Demokratik Sendikalar Konfederasyonu (DESK) ve Din-Bir-Sen Genel Başkanı Lütfi Şenocak, Diyanet İşleri Başkanlığı’nın Ermenice Kur’an meali yayınlamasına tepki gösteren çeşitli çevrelere “Aklınız başınızda mı?”diye seslendi.
Konuyla ilgili yazılı basın açıklaması yapan Şenocak, Diyanet İşleri Başkanlığı Dini Yayınlar Genel Müdürü Yüksel Salman’ın ifadesine göre 4 bin adet Ermenice Kur’an mealinin basılarak çeşitli kütüphanelere ve derneklere gönderileceği açıklaması bazı çevreleri rahatsız etmiş! Ermenice meallerin 1915 olaylarının yıldönümünde bastırılması da dahil olmak üzere akıldan ve izandan yoksun bir şekilde eleştirildiğini görüyoruz, dedi.
Şenocak şunları söyledi: “Ermenice Kur’an mealinin zamanlamasının bir önemi yoktur. Önemli olan İslam’a hizmettir. 1915 olaylarının yıldönümünde bütün dünyaya ve Ermenilere İslam dinini anlatmanın ne zararı olabilir? İslam’ın kardeşlik dini olduğunu Ermeniler öğrensin. 1915 yılında Ermenilerin Müslümanlara yaptığı katliamları, sırf dinimizin emri gereğince onlara yapmadığımızı, sadece kendimizi koruduğumuzu anlamaları gerekiyor. Bunun en iyi yolu da şüphesiz Kur’an’ı kendi dillerinde okumalarını sağlamaktır. Ayrıca Diyanet İşleri Başkanlığı bu güzel hizmeti yapmakla ne kadar övünse azdır. Bu hizmeti kamuoyuna duyurmanın reklam olarak düşünülmesi de son derece şaşırtıcı bir ifadedir. Kur’an’ın Ermenice yayınlanması önemli bir olaydır ve bunun kamuoyu ile paylaşılması gerekir. Bu hizmetin gizlenmesini gerektirecek bir şey yok. Dolayısıyla bu yayından başka anlamlar çıkartarak yapılan hizmeti yıpratmaya kimsenin hakkı yoktur.
Kur’an’ın Ermenice bastırılmasını düşmana verilmiş bir taviz gibi göstermeye çalışmak, bu millete ve bu milletin değerlerine saygısızlıktır.

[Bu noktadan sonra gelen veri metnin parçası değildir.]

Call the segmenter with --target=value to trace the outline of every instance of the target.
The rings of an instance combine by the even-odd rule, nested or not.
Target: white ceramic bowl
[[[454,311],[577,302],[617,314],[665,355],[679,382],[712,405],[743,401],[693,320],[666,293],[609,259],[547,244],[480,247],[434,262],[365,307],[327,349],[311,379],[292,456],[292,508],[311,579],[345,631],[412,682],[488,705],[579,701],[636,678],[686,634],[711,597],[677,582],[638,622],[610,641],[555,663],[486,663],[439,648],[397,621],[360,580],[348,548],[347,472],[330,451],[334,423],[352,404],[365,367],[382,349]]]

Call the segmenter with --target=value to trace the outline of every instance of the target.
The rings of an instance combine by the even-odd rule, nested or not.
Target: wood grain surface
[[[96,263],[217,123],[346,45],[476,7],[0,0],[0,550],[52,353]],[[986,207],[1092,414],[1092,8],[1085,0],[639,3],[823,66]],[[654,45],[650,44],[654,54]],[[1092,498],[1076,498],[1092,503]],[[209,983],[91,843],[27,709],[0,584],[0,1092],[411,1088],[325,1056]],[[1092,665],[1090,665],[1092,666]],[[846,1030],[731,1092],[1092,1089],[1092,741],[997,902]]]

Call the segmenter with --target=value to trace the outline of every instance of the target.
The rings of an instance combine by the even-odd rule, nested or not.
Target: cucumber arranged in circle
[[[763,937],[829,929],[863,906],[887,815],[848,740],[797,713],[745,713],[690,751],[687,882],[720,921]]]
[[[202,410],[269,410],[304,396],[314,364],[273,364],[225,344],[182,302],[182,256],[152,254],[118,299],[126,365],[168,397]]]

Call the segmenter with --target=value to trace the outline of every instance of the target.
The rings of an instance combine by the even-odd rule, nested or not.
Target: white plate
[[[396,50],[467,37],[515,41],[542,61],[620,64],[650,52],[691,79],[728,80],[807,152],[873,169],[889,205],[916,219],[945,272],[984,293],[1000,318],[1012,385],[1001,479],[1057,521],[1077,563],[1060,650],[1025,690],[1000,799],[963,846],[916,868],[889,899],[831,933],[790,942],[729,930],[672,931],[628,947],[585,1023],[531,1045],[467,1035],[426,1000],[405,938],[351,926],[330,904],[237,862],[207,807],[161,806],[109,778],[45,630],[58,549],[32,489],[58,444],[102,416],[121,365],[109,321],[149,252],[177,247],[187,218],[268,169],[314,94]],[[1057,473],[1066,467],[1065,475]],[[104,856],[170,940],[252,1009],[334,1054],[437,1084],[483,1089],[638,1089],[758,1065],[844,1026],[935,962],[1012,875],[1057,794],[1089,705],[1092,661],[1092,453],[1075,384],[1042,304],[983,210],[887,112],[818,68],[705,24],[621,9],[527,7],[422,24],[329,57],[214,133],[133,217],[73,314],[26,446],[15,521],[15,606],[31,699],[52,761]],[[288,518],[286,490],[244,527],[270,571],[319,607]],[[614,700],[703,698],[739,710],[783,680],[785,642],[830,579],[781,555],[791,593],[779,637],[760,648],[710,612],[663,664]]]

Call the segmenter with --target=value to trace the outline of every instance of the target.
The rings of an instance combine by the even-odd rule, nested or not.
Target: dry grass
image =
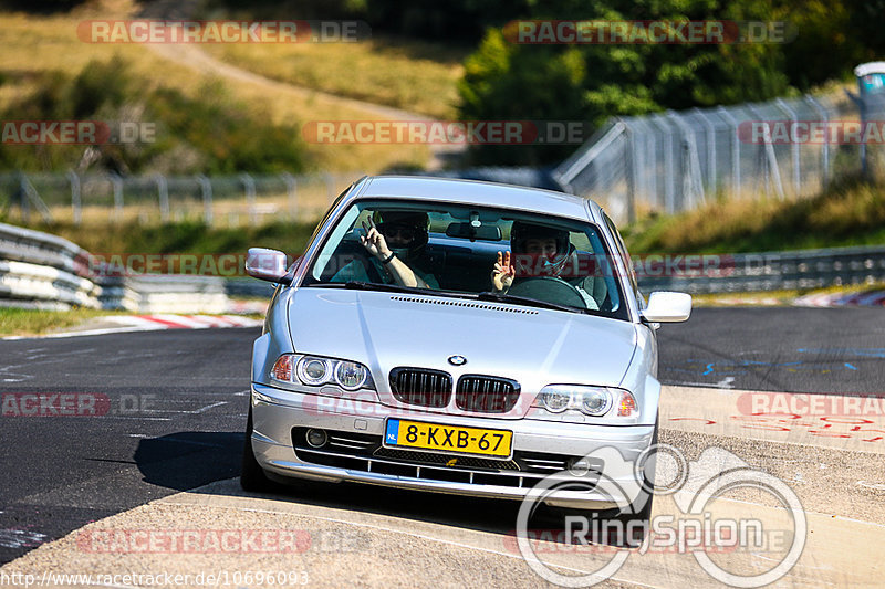
[[[0,336],[34,336],[73,327],[81,323],[114,312],[91,308],[71,311],[32,311],[0,308]]]
[[[111,8],[80,10],[71,14],[38,17],[0,13],[0,108],[34,90],[39,74],[52,70],[81,71],[90,61],[107,61],[119,54],[135,76],[154,87],[177,88],[196,97],[211,77],[162,57],[146,45],[84,43],[77,39],[82,20],[125,18],[133,11],[127,2]],[[303,124],[323,119],[376,119],[376,115],[350,105],[330,102],[301,92],[270,92],[266,85],[227,82],[226,91],[243,108],[273,123]],[[423,166],[429,157],[426,146],[414,145],[309,145],[309,157],[317,169],[378,172],[391,167]]]
[[[207,45],[207,53],[273,80],[421,113],[456,114],[465,51],[373,39],[358,43]]]

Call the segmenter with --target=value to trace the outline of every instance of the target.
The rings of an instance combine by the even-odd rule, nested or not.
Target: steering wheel
[[[577,288],[555,276],[534,276],[513,281],[513,285],[507,294],[528,296],[570,307],[587,308],[584,297],[581,296]]]

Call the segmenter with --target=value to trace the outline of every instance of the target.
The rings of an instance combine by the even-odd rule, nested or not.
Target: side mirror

Öncelikle şunun bilinmesi gerekir ki Kur’an’ın çeşitli dillerde yayınlanmış mealleri var. Ermenice basılması da faydalıdır. Yabancı milletlerin İslam’ı tanımaları, Müslümanlar hakkındaki ön yargılarını gidermek için bu tür hizmetlerin yapılması zaruri olduğu gibi, buna benzer kültürel etkinlik ve faaliyetlerin yapılması son derece faydalıdır.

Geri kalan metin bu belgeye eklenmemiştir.